Pulse
As she walked through the tall grasses of the meadow, her elongated shadow following her progress and slicing the sunlit greenery, Marietta stopped for a moment, her eyes scanning the ground below. Her long black hair, dressed hurriedly into a bun, was starting to loosen, and she placed an offending strand behind her ear in a practiced motion just as she spotted her quarry. To the right, partly obscured by a collection of alder saplings, was a nest holding within its hollow a single brown speckled egg. She took a step, stooped down to pick up the warm offering and placed it into the large pocket of her apron.
Quickening her pace, she ascended the low hill, her bare feet delighting in the softer grasses that grew there. Marietta stopped abruptly after reaching the flattened top. Kneeling down, her long skirt swallowing her legs and feet, she carefully took out the egg, a perfect ovoid of potential, and put it down in smooth brown contrast to the deep green of the wind cropped grass. A small smile crossed her face. Her burden discharged, she stretched out onto the grass, closing her eyes against the now overhead sun. She relaxed into the ground, letting the weight of sunlight mold her loose clothing to her body and the hard cross breezes battle to dislodge even more of her hair. She lay motionless, tensing only her hands, closed now into tight fists.

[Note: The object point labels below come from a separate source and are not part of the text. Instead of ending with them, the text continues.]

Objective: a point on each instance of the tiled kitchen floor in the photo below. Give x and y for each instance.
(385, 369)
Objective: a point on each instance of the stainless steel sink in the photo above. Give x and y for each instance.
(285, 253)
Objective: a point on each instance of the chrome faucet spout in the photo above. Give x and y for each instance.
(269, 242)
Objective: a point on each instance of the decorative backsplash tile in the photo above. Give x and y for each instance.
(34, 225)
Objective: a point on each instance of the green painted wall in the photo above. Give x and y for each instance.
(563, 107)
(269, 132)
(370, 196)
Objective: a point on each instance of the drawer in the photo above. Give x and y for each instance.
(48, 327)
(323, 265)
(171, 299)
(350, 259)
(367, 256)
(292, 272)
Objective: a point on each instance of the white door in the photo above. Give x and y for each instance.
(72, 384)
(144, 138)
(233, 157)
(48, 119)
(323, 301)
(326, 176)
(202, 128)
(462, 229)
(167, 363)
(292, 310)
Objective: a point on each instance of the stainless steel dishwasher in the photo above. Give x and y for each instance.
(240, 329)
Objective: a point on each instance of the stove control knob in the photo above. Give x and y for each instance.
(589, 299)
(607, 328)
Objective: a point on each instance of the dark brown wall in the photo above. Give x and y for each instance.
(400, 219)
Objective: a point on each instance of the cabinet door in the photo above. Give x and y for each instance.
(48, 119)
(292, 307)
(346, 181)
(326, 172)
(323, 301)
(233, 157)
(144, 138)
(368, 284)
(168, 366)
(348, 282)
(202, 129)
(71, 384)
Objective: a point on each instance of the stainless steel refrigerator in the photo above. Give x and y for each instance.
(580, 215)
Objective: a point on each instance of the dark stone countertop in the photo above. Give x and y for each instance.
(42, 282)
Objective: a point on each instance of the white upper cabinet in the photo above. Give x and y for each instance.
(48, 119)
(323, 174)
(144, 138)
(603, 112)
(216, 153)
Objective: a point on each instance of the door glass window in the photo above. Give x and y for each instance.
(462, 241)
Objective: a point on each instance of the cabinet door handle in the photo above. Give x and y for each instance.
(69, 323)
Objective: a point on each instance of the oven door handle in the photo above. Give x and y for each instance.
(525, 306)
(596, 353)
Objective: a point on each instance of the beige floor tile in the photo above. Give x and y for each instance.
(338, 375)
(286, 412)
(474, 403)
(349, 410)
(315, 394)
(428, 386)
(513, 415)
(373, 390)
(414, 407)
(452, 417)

Marietta could speak to the wind, and sometimes, but only sometimes, the wind spoke back. She had once posed a question to which, as of yet, she had had no answer.
In order to hear the wind’s reply, she needed deep silence.

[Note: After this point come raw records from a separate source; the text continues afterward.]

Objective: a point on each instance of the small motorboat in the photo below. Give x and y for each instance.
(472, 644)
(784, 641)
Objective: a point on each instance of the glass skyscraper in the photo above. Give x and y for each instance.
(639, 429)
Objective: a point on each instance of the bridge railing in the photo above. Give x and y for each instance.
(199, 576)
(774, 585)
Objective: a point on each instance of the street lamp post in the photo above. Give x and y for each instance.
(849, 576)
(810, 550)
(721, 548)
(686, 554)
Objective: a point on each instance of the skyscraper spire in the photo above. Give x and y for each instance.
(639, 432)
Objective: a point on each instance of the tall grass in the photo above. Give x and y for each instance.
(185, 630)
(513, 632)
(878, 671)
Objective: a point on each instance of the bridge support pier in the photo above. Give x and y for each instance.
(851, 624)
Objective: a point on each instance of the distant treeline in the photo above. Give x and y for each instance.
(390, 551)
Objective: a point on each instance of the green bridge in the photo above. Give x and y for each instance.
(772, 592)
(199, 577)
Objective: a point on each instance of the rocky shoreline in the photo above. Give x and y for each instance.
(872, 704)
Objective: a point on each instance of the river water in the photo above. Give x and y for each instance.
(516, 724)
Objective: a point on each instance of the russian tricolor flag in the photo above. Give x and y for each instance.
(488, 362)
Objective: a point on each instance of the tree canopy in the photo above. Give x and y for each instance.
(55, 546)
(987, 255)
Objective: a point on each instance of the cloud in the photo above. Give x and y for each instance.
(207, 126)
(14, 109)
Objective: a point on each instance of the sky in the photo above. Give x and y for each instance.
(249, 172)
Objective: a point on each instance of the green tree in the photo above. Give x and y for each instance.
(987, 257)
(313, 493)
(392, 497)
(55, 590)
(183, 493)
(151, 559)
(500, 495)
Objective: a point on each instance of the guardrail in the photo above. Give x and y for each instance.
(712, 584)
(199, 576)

Above her, beyond the fragile blue of the sky, the vast cold space between stars and galaxies was filled with the noise of time, a hiss and spit that reverberated endlessly. Within the earth below her, slow steady pressures from the liquid metal in its heart threatened with impatience to dissolve the weight of her flesh and return her bones to the hard rock. All the sounds of inescapable pressure, all the weighty noise of the flow of time fomenting change and contracting possibility, was the true nature of the world. Within it, true silence, absolute silence, could only be found in that small precious moment when her heart paused between one beat and the next. In each instant of pure, true, absolute quiet she strained to listen. Each pulse was a failure, a shattering return to the noise of life.

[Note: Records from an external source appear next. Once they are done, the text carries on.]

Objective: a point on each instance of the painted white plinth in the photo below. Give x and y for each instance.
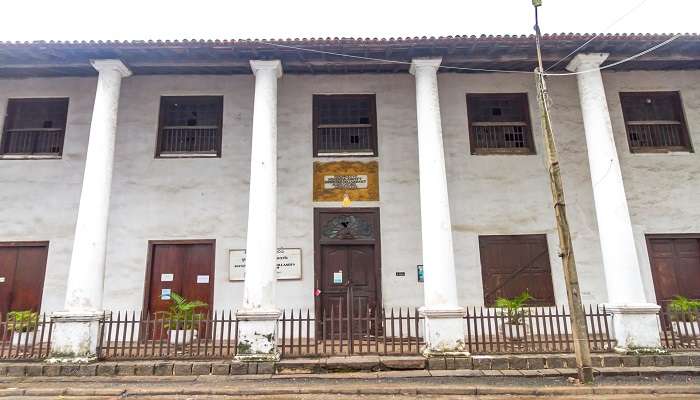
(635, 326)
(634, 321)
(257, 329)
(444, 325)
(75, 336)
(257, 335)
(444, 332)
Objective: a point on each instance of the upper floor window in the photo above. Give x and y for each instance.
(499, 124)
(190, 126)
(655, 122)
(345, 125)
(34, 127)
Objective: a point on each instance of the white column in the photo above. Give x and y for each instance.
(443, 317)
(258, 326)
(75, 332)
(634, 319)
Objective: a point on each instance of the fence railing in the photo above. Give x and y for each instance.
(189, 139)
(679, 330)
(534, 330)
(25, 340)
(40, 141)
(365, 331)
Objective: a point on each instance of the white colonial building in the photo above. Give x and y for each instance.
(132, 170)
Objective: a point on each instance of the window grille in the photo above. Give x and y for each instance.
(655, 121)
(34, 127)
(190, 126)
(345, 125)
(499, 123)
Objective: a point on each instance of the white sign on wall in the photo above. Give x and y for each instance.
(288, 264)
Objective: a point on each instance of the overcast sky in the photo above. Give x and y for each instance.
(235, 19)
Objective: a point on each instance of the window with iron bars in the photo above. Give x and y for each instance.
(345, 125)
(190, 126)
(655, 122)
(34, 127)
(499, 124)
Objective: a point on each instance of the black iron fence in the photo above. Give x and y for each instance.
(680, 330)
(534, 330)
(25, 339)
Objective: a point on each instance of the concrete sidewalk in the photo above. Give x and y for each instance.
(390, 384)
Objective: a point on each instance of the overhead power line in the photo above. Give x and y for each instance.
(606, 30)
(449, 67)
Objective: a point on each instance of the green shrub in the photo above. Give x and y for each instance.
(182, 314)
(684, 309)
(22, 321)
(513, 309)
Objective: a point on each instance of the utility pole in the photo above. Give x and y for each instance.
(566, 251)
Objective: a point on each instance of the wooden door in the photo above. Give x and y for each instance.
(347, 269)
(22, 271)
(675, 267)
(513, 264)
(348, 282)
(186, 268)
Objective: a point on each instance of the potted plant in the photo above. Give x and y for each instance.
(684, 316)
(182, 319)
(513, 313)
(23, 325)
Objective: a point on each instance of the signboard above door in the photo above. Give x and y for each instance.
(359, 180)
(288, 264)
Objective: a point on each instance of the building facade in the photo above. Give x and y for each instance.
(413, 184)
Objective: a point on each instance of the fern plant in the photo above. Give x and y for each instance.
(684, 309)
(22, 321)
(513, 309)
(182, 314)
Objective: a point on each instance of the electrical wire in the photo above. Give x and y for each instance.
(604, 67)
(448, 67)
(605, 30)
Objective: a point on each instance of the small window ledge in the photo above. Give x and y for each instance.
(30, 157)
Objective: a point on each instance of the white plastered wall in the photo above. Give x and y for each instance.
(163, 199)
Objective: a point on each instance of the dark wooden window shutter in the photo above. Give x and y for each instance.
(499, 124)
(34, 127)
(655, 122)
(344, 125)
(190, 126)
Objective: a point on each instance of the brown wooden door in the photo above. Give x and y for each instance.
(357, 287)
(513, 264)
(176, 266)
(675, 267)
(347, 270)
(22, 271)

And then, a faint sound, a single word. Her answer.
Opening her eyes, she blinked against the raw sunlight. Standing upright, she absentmindedly replaced a recalcitrant strand of gray hair behind her ear while noticing the jagged eggshell fragments at her feet. She started walking hurriedly down the slope into the meadow. Out of the corner of her eye she saw a speckled brown long-eared hare watching her, eyes nervous, nose and whiskers twitching. A small smile found her face once more. As the creature raced back into a copse of alders, Marietta continued walking.